The State-by-State Landscape
Seven states have now enacted comprehensive packaging EPR laws, each with distinct timelines and obligations:
● Maine (Stewardship Program for Packaging, 2021): The first US state to act. Producers must register and report 2025 data by May 31, 2026.
● Oregon (Plastic Pollution and Recycling Modernization Act, SB 582, 2021): Fully live as of July 2025, with enforcement penalties up to $25,000 per day for non-compliance.
● Colorado (Producer Responsibility Program for Recycling, HB 22-1355, 2022): Producers registered by October 2024; first fees due January 2026.
● California (Plastic Pollution Prevention & Packaging Producer Responsibility Act, SB 54, 2022): PRO fee obligations begin January 2027; mandates 25% plastic reduction and a 65% recycling rate by 2032.
● Minnesota (Packaging Waste and Cost Reduction Act, HF 3911, 2024): Producers joined CAA by July 2025; first stewardship plans due October 2028.
● Maryland (SB 901, 2025): Uniquely allows multiple PROs; responsibility plans due July 2028.
● Washington (SB 5284): Producers must register by July 2026; simplified reporting begins that year.
Hawaii and Rhode Island passed their own EPR needs assessment laws in May and June 2025 (H 6207), and New York, Illinois, New Jersey, Massachusetts, Missouri, New Hampshire, Oregon, Tennessee, and Vermont have active legislation pending.
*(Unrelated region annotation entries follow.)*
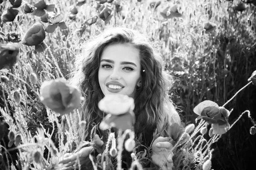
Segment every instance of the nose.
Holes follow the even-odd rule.
[[[111,79],[119,79],[121,76],[119,71],[117,69],[113,69],[109,76],[109,78]]]

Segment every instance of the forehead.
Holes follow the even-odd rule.
[[[103,50],[101,60],[109,59],[117,62],[128,61],[140,62],[140,51],[129,44],[116,44],[108,45]]]

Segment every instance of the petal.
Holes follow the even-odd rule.
[[[210,100],[205,100],[197,105],[193,110],[193,111],[194,111],[194,112],[195,112],[195,114],[201,116],[203,110],[204,108],[207,106],[215,106],[218,107],[218,104],[215,102]]]

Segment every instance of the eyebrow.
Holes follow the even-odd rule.
[[[108,60],[108,59],[102,59],[101,60],[100,60],[100,62],[102,62],[102,61],[105,61],[107,62],[110,62],[111,63],[112,63],[112,64],[114,64],[114,63],[115,62],[114,62],[114,61],[113,60]],[[131,65],[133,65],[134,66],[135,66],[135,67],[137,67],[137,65],[136,65],[134,63],[134,62],[129,62],[128,61],[123,61],[121,62],[121,64],[122,65],[124,65],[125,64],[131,64]]]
Impact on Coffee Importers
Importers who bring green or roasted coffee into the US bear the highest risk. Under most state laws, if the foreign manufacturer has no US presence, the importer becomes the obligated producer responsible for reporting all packaging entering each regulated state. This includes not just primary packaging like foil-valve bags but also secondary and shipping materials, depending on the state. For importers operating across multiple states, the compliance burden multiplies rapidly.
Impact on Roasters
Domestic roasters who own their brand and control packaging specifications are squarely in the crosshairs as obligated producers. They must track packaging by material type and weight, register with CAA, and pay fees. These costs will likely be built into product pricing.
Impact on Cafes
For retail cafés, EPR exposure is most acute around food serviceware — disposable cups, plastic lids, straws, and beverage trays are all covered materials under these laws. In Colorado, cafés that use branded paper bags are classified as the obligated producers of those bags, a notable departure from Oregon's model, which holds the bag manufacturer responsible. National chains with private-label packaging face additional complexity when they are classified as brand owners rather than end users.
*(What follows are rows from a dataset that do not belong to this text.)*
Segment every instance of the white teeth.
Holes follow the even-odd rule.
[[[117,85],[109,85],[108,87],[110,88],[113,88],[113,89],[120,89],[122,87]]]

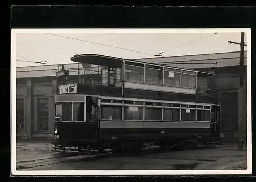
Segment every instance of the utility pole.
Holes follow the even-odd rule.
[[[244,68],[244,46],[246,46],[244,42],[244,32],[241,33],[241,42],[237,43],[232,41],[228,41],[231,44],[231,43],[238,44],[240,45],[240,77],[239,77],[239,88],[238,90],[238,150],[243,150],[243,124],[244,122],[244,118],[243,117],[243,109],[244,109],[243,103],[245,100],[245,98],[243,96],[243,68]]]

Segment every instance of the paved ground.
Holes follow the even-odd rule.
[[[137,156],[111,156],[88,161],[83,157],[60,158],[47,143],[19,143],[18,170],[225,170],[246,169],[246,151],[226,145],[197,150]],[[77,160],[77,159],[79,160]]]

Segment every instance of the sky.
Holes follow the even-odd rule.
[[[212,31],[211,31],[212,32]],[[240,51],[241,32],[17,33],[16,67],[72,63],[75,54],[98,54],[122,58],[182,56]],[[245,35],[245,42],[246,42]],[[245,49],[246,50],[246,48]]]

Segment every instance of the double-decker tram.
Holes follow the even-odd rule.
[[[197,90],[198,77],[212,74],[104,55],[71,60],[83,68],[77,82],[59,84],[55,95],[55,146],[104,150],[220,142],[218,99]]]

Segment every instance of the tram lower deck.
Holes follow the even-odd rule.
[[[55,145],[219,141],[219,105],[84,95],[56,98]]]

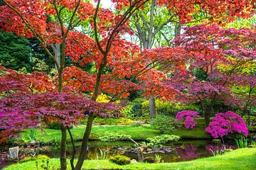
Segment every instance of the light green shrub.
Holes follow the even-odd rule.
[[[177,142],[181,137],[174,135],[161,135],[159,136],[155,136],[153,137],[148,137],[146,140],[149,142],[149,145],[159,147],[161,147],[164,144],[166,144],[169,142]]]
[[[159,130],[161,133],[164,133],[166,130],[174,131],[180,126],[178,123],[174,121],[173,117],[164,115],[158,115],[152,118],[150,125],[153,128]]]
[[[119,165],[126,165],[130,163],[131,159],[129,157],[118,155],[110,159],[112,162]]]

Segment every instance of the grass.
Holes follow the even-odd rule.
[[[40,162],[39,164],[41,164]],[[59,159],[51,159],[50,166],[59,166]],[[224,155],[175,163],[137,163],[120,166],[108,160],[87,160],[85,162],[82,168],[85,169],[253,170],[256,169],[256,148],[242,148],[225,153]],[[36,169],[36,162],[16,164],[4,169]],[[70,165],[68,169],[70,169]]]
[[[80,141],[85,126],[78,126],[71,130],[75,141]],[[42,143],[48,144],[51,142],[59,143],[60,140],[60,130],[53,129],[44,129],[45,133],[42,133],[41,130],[36,130],[36,139],[42,142]],[[18,142],[17,141],[23,140],[26,141],[28,138],[28,130],[21,133],[21,136],[17,140],[11,140],[10,142]],[[150,126],[92,126],[92,132],[90,137],[90,140],[97,140],[100,137],[110,134],[124,134],[131,135],[135,140],[146,140],[147,137],[152,137],[161,135],[160,132],[151,128]],[[208,139],[210,137],[205,132],[203,128],[196,128],[193,130],[180,129],[174,132],[166,132],[165,134],[174,134],[180,136],[182,139]],[[70,141],[70,137],[68,136],[68,141]]]

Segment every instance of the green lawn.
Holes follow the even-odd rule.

Impact on Packaging Manufacturers and Co-Packers
EPR is rewriting the math of coffee packaging in the US. Every gram of film is no longer just a material cost — it becomes a recurring fee, state by state, year after year. That shifts packaging from a one-time procurement decision into a long-term operating cost.
In an email to STiR Coffee and Tea, Ellen Reichmann, Group Head Packlab at Hesser Packaging explains how these regulations affect packaging manufacturers and co-packers: “This is where the machine matters more than most realize. It accounts for roughly 3% of the pack price but governs about 75% of its total cost of ownership — and, increasingly, the EPR exposure attached to it.
“At Hesser Packaging, our machines are engineered to minimize material consumption at the source, which directly lowers weight-based EPR fees over the lifetime of every line. We combine this with APR-certified aroma-protection valves for a recyclable, turnkey solution, and our in-house Packlab and broad film-supplier network help customers systematically qualify compliant materials.
“The trend we see: leading manufacturers now spec to the strictest state requirements — serving the full US market with one packaging standard, and turning compliance complexity into a structural cost advantage,” Reichmann concludes.
Now Is the Time for Adaptation
The patchwork nature of these laws is not an accident; it is the reality. Each state requires independent registration, reporting, and fee payments. For a coffee business selling nationally, that could mean seven separate compliance streams today and significantly more within five years. The businesses that will navigate this era best are those who start mapping their packaging footprint state by state — not when the deadline arrives, but now.